Pour les bailleurs sociaux, cela se traduit surtout par la reconversion d’actifs obsolètes (tertiaires, résidentiels, commerciaux, etc.) en logements. Ils cherchent ainsi à étoffer leur offre dans les zones tendues où les besoins sont les plus prégnants mais où le coût du foncier grève souvent la viabilité des opérations.

Les investisseurs et foncières sont aussi très actifs sur le marché. Novaxia fait figure de référence avec son positionnement de spécialiste à la tête de quatre fonds dédiés au recyclage urbain. Des fonds généralistes de plus grande envergure comme 123 IM ou Mirabaud AM entendent eux se conformer aux critères ESG tout en réalisant des plus-values grâce à l’acquisition de biens décotés à transformer et/ou réhabiliter pour les revaloriser.

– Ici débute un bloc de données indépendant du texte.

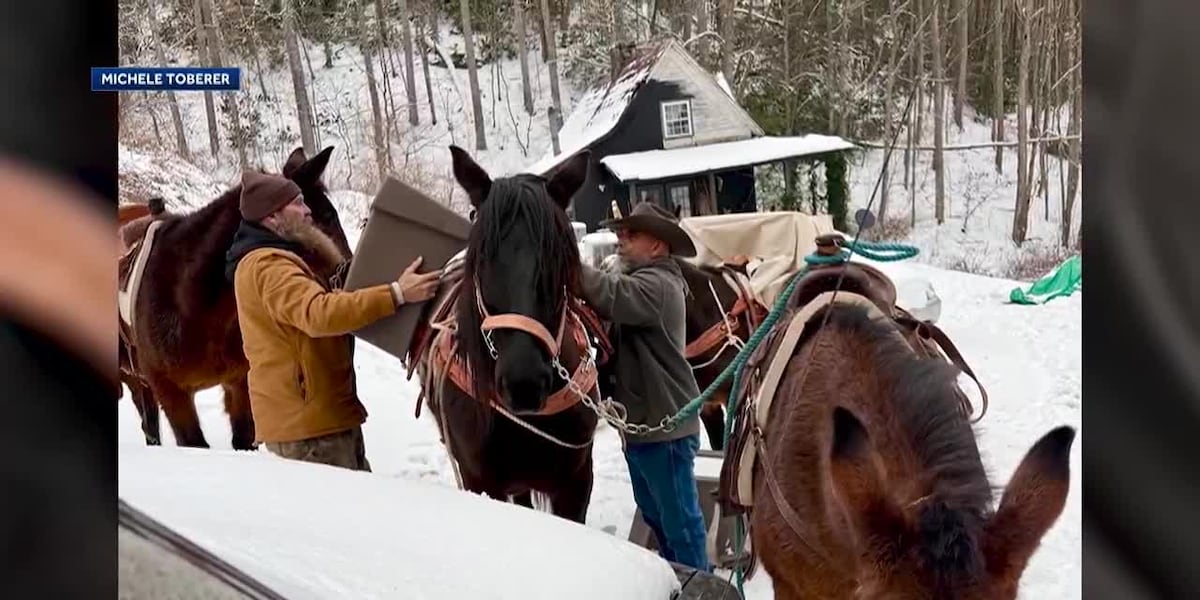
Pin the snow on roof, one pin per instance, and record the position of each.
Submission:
(687, 161)
(600, 109)
(724, 84)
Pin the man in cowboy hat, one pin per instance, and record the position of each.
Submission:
(646, 306)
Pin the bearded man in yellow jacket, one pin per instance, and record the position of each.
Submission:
(297, 330)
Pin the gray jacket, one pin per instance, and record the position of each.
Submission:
(653, 377)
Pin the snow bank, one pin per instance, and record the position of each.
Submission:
(319, 532)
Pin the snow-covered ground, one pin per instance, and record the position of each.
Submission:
(976, 235)
(1029, 358)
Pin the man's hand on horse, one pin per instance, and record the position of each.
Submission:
(417, 287)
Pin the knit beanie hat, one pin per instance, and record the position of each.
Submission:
(263, 195)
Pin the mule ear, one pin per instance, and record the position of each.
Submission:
(859, 484)
(294, 161)
(568, 178)
(473, 179)
(1032, 502)
(313, 168)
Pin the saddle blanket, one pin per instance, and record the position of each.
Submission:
(777, 244)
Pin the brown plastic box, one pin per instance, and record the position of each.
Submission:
(403, 223)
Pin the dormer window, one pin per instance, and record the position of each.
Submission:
(677, 119)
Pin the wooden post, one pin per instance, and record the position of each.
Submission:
(713, 197)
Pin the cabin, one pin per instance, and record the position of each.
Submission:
(666, 130)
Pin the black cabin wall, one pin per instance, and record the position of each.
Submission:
(637, 131)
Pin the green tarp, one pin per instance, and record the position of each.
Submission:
(1063, 281)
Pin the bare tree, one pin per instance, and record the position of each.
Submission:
(726, 16)
(893, 36)
(556, 114)
(939, 113)
(473, 76)
(209, 108)
(304, 108)
(406, 37)
(177, 119)
(961, 45)
(997, 82)
(523, 53)
(1021, 215)
(431, 22)
(384, 42)
(383, 156)
(1077, 99)
(231, 100)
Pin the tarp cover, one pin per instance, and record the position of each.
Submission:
(1063, 281)
(777, 244)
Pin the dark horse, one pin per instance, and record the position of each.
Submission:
(186, 336)
(523, 258)
(871, 485)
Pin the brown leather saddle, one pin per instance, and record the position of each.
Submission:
(925, 339)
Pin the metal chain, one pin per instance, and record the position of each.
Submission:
(612, 412)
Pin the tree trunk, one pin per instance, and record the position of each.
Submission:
(545, 43)
(963, 24)
(523, 53)
(384, 42)
(919, 107)
(1048, 107)
(205, 60)
(726, 16)
(888, 105)
(832, 81)
(1068, 203)
(252, 39)
(473, 75)
(304, 108)
(556, 114)
(177, 119)
(231, 100)
(431, 22)
(997, 82)
(939, 112)
(1021, 215)
(381, 145)
(406, 37)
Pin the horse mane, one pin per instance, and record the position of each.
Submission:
(521, 201)
(924, 409)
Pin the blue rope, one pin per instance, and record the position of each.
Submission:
(874, 251)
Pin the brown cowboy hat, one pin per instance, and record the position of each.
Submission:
(651, 219)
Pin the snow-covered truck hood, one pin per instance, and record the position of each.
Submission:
(316, 532)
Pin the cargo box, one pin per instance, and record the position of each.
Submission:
(403, 223)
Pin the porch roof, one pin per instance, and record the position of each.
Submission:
(654, 165)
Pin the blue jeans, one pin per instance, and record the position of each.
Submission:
(665, 491)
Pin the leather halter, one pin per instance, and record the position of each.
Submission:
(445, 358)
(520, 323)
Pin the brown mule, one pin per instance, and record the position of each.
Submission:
(869, 483)
(185, 337)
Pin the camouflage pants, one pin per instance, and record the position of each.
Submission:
(345, 449)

Au même titre que les autres profils, les aménageurs ont aussi pris le virage du recyclage urbain, compte tenu de leur rôle central dans la mise en place des politiques d’urbanisme des villes. Parmi ces acteurs, on retrouve des structures publiques, comme Grand Paris Aménagement, et des sociétés privées, souvent filiales de grands promoteurs ou groupes de construction à l’image d’Eiffage Aménagement ou d’UrbanEra (Bouygues Immobilier).

De grands propriétaires fonciers comme la RATP, la SNCF ou La Poste sont aussi présents via leurs pôles immobiliers. A leurs côtés figurent des acteurs des services qui développent des solutions d’accompagnement basées sur la data : proptech de la prospection foncière (BuildRz), conseils en immobilier (CBRE) et structures publiques (Cérema). Ils ont vocation à faciliter l’identification d’actifs exploitables pour des projets de réhabilitation/reconversion.

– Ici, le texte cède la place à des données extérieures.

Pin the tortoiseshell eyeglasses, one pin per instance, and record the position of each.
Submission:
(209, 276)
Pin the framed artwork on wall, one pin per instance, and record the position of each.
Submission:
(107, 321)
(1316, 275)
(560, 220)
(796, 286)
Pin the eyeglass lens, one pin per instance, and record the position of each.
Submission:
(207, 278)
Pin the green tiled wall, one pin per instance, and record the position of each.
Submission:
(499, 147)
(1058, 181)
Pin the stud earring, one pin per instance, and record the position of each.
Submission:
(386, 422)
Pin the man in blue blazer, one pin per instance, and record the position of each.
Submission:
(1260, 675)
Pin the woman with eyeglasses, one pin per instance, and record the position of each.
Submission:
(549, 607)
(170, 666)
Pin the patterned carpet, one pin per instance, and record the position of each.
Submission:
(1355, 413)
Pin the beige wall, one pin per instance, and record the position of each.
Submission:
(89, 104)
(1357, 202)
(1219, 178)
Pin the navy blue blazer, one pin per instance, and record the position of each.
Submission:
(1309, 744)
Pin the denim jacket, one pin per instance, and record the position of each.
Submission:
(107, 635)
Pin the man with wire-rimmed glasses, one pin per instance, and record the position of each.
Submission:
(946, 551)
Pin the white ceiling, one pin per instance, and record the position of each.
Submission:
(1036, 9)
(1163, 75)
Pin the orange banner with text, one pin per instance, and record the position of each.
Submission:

Mysweet’immo : Quelles voies emprunter pour mobiliser le potentiel de croissance du marché ?

Lauric Berthier : Dans la plupart des cas, les acteurs privilégient une démarche partenariale pour mener à bien leurs opérations de recyclage urbain. Le spécialiste Novaxia a d’ailleurs créé une plateforme dédiée à la co-promotion pour industrialiser la démarche. Baptisée Novaxia+, celle-ci regroupait une cinquantaine de promoteurs partenaires fin 2022. La nouvelle donne liée à la mise en place d’une démarche ZAN pour des acteurs habitués à artificialiser implique de retravailler les process de prospection foncière.

Au-delà des outils publics (Cartofriches, UrbanVitaliz, etc.), certains opérateurs ont pris les devants. C’est le cas de Linkcity, qui s’est associé à la Foncière de Transformation Immobilière et la Place de l’Immobilier, pour créer un observatoire des bureaux. Cet outil ambitionne d’identifier des opportunités de transformation en logements. Les créations de fonds et closings dédiés au financement d’opérations de reconversion foncière se multiplient depuis quelques mois, entre autres dans le cadre de partenariats entre porteurs de projets et investisseurs.

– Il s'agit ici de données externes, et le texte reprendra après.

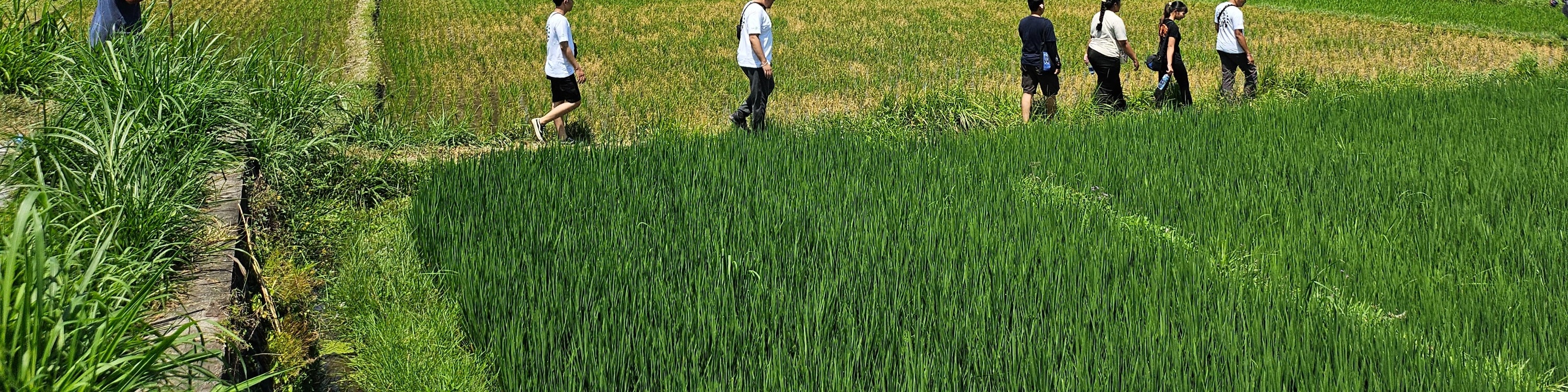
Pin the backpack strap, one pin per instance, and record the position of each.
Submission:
(1228, 5)
(742, 24)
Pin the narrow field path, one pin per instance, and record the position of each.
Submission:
(361, 66)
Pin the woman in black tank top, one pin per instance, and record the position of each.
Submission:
(1175, 91)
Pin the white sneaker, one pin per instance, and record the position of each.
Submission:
(538, 129)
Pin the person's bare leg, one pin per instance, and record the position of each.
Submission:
(1028, 102)
(1051, 107)
(560, 109)
(560, 126)
(559, 115)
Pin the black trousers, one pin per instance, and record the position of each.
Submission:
(756, 106)
(1109, 93)
(1228, 65)
(1177, 93)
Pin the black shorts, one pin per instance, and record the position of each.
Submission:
(565, 90)
(1040, 82)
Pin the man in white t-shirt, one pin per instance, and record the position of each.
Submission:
(755, 55)
(1108, 46)
(562, 70)
(1231, 43)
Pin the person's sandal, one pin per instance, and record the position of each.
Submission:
(538, 129)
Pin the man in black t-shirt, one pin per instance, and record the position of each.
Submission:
(1040, 62)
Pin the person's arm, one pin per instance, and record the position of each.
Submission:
(756, 49)
(1053, 57)
(571, 57)
(1241, 40)
(1170, 55)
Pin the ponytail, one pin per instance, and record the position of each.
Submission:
(1104, 7)
(1172, 8)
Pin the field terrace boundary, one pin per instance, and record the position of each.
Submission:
(1465, 29)
(1246, 270)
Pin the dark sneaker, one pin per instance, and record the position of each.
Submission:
(741, 123)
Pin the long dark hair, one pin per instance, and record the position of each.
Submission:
(1104, 5)
(1172, 8)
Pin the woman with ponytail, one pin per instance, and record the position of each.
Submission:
(1173, 91)
(1108, 46)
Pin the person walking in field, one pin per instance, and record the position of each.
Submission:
(1040, 63)
(1173, 88)
(1235, 54)
(1108, 46)
(115, 18)
(755, 55)
(563, 71)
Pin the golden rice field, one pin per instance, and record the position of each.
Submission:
(673, 62)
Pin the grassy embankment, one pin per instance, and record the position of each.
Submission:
(110, 192)
(1391, 242)
(673, 62)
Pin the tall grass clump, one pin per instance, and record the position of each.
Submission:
(29, 40)
(124, 164)
(76, 308)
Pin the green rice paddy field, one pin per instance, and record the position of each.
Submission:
(1399, 240)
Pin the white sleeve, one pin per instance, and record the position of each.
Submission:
(753, 21)
(1119, 30)
(560, 32)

La participation à des appels à projets publics constitue aussi un levier de développement important. Cela permet en effet de lever deux des principales difficultés que sont la viabilité financière des opérations, grâce aux subventions, et l’identification de bâtiments et parcelles à réhabiliter. L’essor des programmes de recyclage urbain chez les acteurs de l’immobilier est aussi poussé par les obligations de reportings extra-financiers et les enjeux d’image inhérents.

Des groupes ont ainsi pris des engagements conséquents en matière de sobriété foncière comme Vinci Immobilier qui vise le ZAN et 50% de son chiffre d’affaires issu du recyclage urbain dès 2030.